Since lime reacts slowly with the ground, it should be worked in a few months before planting. Lime can also be applied to the surface of no-till fields. Of course, be sure to test your soil before adding anything to it.
Jan. 9: Under lights, sow flats of bedding plants as the moon waxes during the second and third week of this January. Flowers such as salvia, coleus, carnations, petunias, geraniums snapdragons and delphinium can be started now.
Seed cold-weather broccoli, kale, collards, cabbage and celery for setting out in 8-12 weeks. And any phase of the moon is right for ordering the vegetables you want to plant a month before your last frost: peas, lettuce, spinach, cabbage, collards, kale, onion sets, potatoes and radishes.
The latest frost can come in the middle of May, but the middle of April brings the last serious chance for freezing temperatures. In rare years, frost stays away after March 21.
Jan. 10: In the woods, whitetail bucks in their gray winter coats are starting to drop their antlers, and in the barn expectant ewes, does and cows quietly nurture their babies to be born a few weeks from now.
Some traditional winter supplements for your farm animals include a little whole barley, a teaspoon of molasses in a pint of milk, powdered slippery elm, calcium-rich powdered willow bark, flaked oats, powdered seaweed and mashed raw carrots.
Traditional supplements to ward off abortion include rose hips, hawthorn berries, raspberry leaves, tansy leaves and hollyhock root. Herbs to help with birthing: peppermint, thyme and chamomile.
Jan. 11: Today is new moon day, the first new moon of 2013 and a good time to renew your New Year’s resolutions. Follow the progress of your decisions as the moon revolves through its phases. If you break your promises under this moon, try again under the next moon.
The moon will be dark all week, perfect (according to lunar tradition) to do your pruning around the yard; take out suckers, dead and crossing branches.
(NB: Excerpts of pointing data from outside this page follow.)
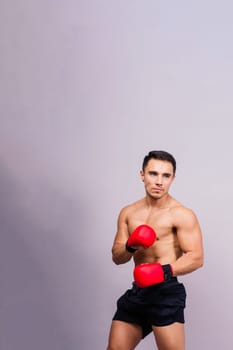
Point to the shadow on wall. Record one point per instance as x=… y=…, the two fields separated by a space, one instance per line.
x=39 y=255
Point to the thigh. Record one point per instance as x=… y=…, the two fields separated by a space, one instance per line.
x=170 y=337
x=124 y=336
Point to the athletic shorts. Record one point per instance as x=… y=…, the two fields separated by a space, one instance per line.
x=158 y=305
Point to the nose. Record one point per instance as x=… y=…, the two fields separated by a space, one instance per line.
x=159 y=180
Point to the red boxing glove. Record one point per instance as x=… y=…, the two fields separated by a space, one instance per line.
x=143 y=235
x=146 y=275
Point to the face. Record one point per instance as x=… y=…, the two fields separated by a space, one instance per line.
x=157 y=176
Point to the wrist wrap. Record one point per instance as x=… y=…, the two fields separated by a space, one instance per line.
x=167 y=272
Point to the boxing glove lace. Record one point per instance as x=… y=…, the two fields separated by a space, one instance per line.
x=143 y=235
x=148 y=274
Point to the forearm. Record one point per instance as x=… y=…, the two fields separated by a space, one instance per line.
x=187 y=263
x=119 y=254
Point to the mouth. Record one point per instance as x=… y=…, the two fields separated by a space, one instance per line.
x=157 y=190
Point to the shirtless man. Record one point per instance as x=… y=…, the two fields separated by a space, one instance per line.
x=164 y=238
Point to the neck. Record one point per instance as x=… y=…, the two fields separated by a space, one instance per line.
x=159 y=203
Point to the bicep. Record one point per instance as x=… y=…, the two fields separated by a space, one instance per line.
x=189 y=234
x=122 y=229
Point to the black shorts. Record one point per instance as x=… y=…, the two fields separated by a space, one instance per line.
x=158 y=305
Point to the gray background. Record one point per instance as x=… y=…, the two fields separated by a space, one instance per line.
x=87 y=88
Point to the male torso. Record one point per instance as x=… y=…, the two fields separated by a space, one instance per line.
x=164 y=221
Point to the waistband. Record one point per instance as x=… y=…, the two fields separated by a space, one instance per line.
x=158 y=285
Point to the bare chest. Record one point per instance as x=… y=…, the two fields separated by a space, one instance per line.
x=161 y=221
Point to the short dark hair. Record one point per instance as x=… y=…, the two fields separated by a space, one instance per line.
x=161 y=155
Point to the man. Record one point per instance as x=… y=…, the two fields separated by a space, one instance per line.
x=164 y=238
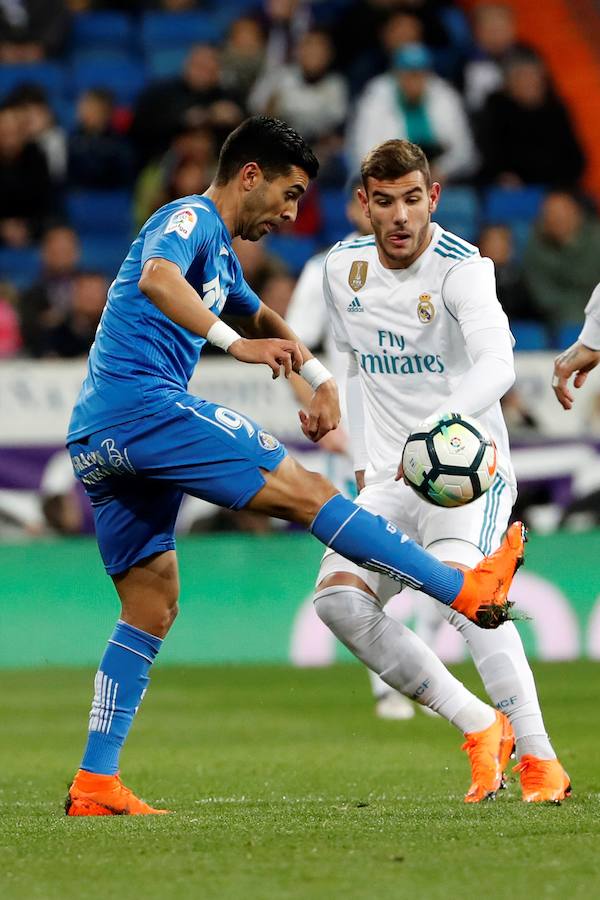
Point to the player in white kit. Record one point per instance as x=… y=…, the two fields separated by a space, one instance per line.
x=308 y=317
x=415 y=309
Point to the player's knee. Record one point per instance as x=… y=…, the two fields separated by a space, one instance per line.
x=316 y=490
x=342 y=603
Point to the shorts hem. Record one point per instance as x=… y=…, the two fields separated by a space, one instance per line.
x=148 y=550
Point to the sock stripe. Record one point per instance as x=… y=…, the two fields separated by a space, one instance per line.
x=343 y=525
x=131 y=650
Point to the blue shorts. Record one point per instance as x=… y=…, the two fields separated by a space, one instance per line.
x=136 y=474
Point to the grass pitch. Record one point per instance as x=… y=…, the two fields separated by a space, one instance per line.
x=284 y=785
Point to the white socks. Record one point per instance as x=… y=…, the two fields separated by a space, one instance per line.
x=399 y=657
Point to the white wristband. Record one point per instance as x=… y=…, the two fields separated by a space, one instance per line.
x=315 y=373
x=221 y=335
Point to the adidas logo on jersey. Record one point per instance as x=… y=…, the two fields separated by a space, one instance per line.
x=355 y=306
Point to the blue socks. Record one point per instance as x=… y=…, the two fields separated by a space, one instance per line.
x=119 y=686
x=374 y=543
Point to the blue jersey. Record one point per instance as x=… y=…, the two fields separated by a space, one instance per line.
x=140 y=358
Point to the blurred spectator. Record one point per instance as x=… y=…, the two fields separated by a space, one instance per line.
x=285 y=21
x=257 y=265
x=307 y=95
x=31 y=30
x=195 y=98
x=10 y=332
x=494 y=31
x=48 y=301
x=25 y=185
x=99 y=157
x=411 y=102
x=243 y=55
x=276 y=292
x=367 y=32
x=39 y=124
x=562 y=259
x=74 y=334
x=524 y=132
x=496 y=242
x=195 y=147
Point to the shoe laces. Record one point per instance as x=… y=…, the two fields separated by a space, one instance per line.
x=479 y=757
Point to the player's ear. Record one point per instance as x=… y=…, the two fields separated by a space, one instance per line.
x=250 y=175
x=434 y=196
x=364 y=202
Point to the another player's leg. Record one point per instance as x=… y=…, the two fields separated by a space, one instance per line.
x=348 y=605
x=502 y=664
x=148 y=592
x=290 y=492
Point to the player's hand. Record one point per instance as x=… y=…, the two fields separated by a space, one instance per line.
x=578 y=360
x=323 y=414
x=277 y=353
x=400 y=474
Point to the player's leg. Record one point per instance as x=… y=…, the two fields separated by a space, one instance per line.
x=346 y=602
x=134 y=527
x=291 y=492
x=499 y=656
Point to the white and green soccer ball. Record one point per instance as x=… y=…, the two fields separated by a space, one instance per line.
x=449 y=461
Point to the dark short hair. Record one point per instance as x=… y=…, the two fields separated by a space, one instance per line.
x=392 y=160
x=270 y=143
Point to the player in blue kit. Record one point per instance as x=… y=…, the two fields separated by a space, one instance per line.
x=139 y=441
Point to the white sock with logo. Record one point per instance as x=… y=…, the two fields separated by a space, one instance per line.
x=399 y=657
x=501 y=662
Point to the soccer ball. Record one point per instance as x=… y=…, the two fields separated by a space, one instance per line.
x=449 y=461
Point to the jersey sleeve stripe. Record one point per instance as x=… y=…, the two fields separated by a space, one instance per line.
x=460 y=244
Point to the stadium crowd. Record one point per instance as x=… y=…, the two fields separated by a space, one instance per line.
x=110 y=109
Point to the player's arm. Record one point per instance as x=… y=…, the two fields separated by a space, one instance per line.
x=165 y=286
x=469 y=293
x=323 y=406
x=356 y=421
x=581 y=357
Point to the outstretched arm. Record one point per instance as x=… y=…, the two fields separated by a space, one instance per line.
x=323 y=413
x=163 y=284
x=581 y=357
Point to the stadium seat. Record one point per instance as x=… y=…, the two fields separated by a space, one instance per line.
x=165 y=62
x=20 y=265
x=100 y=212
x=458 y=211
x=293 y=250
x=335 y=223
x=568 y=334
x=503 y=206
x=102 y=30
x=179 y=30
x=116 y=72
x=47 y=75
x=529 y=335
x=104 y=254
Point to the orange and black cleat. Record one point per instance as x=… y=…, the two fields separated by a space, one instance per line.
x=483 y=597
x=489 y=751
x=543 y=780
x=104 y=795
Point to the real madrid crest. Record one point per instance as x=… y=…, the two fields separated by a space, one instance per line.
x=358 y=274
x=425 y=308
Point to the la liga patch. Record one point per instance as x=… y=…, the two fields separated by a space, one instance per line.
x=267 y=441
x=183 y=221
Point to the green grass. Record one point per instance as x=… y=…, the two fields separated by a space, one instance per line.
x=284 y=785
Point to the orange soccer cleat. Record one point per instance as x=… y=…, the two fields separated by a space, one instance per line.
x=483 y=597
x=489 y=751
x=104 y=795
x=543 y=780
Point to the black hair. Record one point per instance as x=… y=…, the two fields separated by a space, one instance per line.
x=270 y=143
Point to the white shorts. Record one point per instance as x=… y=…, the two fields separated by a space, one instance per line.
x=467 y=532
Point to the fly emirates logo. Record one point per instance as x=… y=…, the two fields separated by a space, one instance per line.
x=390 y=358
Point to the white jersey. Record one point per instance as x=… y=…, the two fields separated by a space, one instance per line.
x=406 y=329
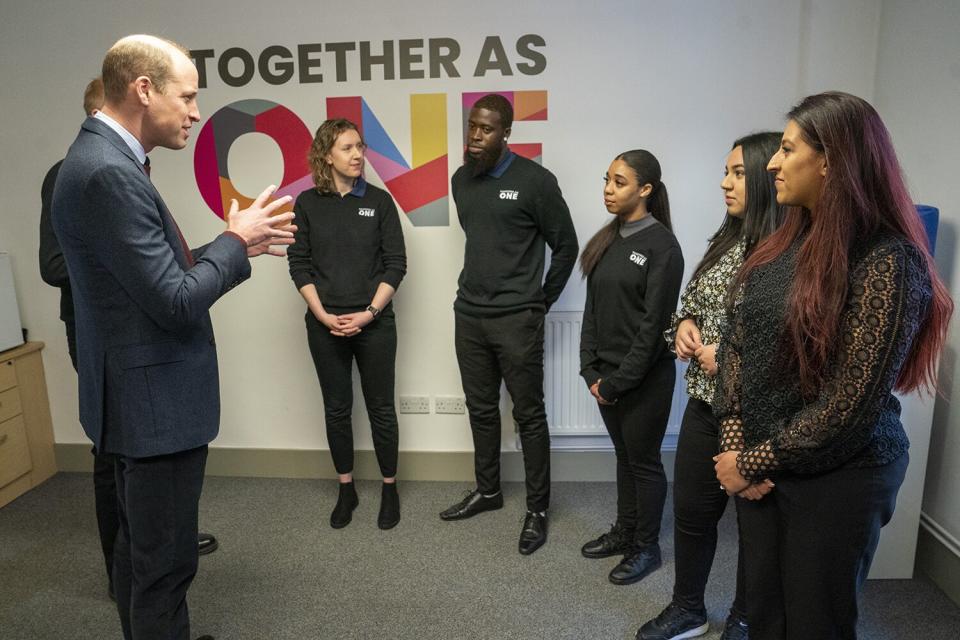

Don’t prune what will bloom before June, however, and wait until July or August for the maples.
Jan. 12: Throughout the nation, florists and grocery stores are introducing flowering daffodils and tulips, either potted or as cut flowers.
Next year, they could be selling the bulbs that you started in the fall indoors. In your yard and the woods, hawthorn berries, holly berries, crab apples and rose hips stand out now that the last leaves have been brought down.
Brown-barked river birches, white birches and sycamores contrast with the black trunks of oaks and elms. Red-twigged dogwoods shine against new snow. All the bittersweet hulls have fallen from the vine, but many of the orange berries remain attached.
Jan. 13: Between the middle of January through the middle of May, spring moves from New Orleans at a rate of about six miles per day or 1 degree every four days. The seasons are variable and unpredictable, but those average rates of progress hold. Whatever is lost with one cold wave is gained in a later thaw.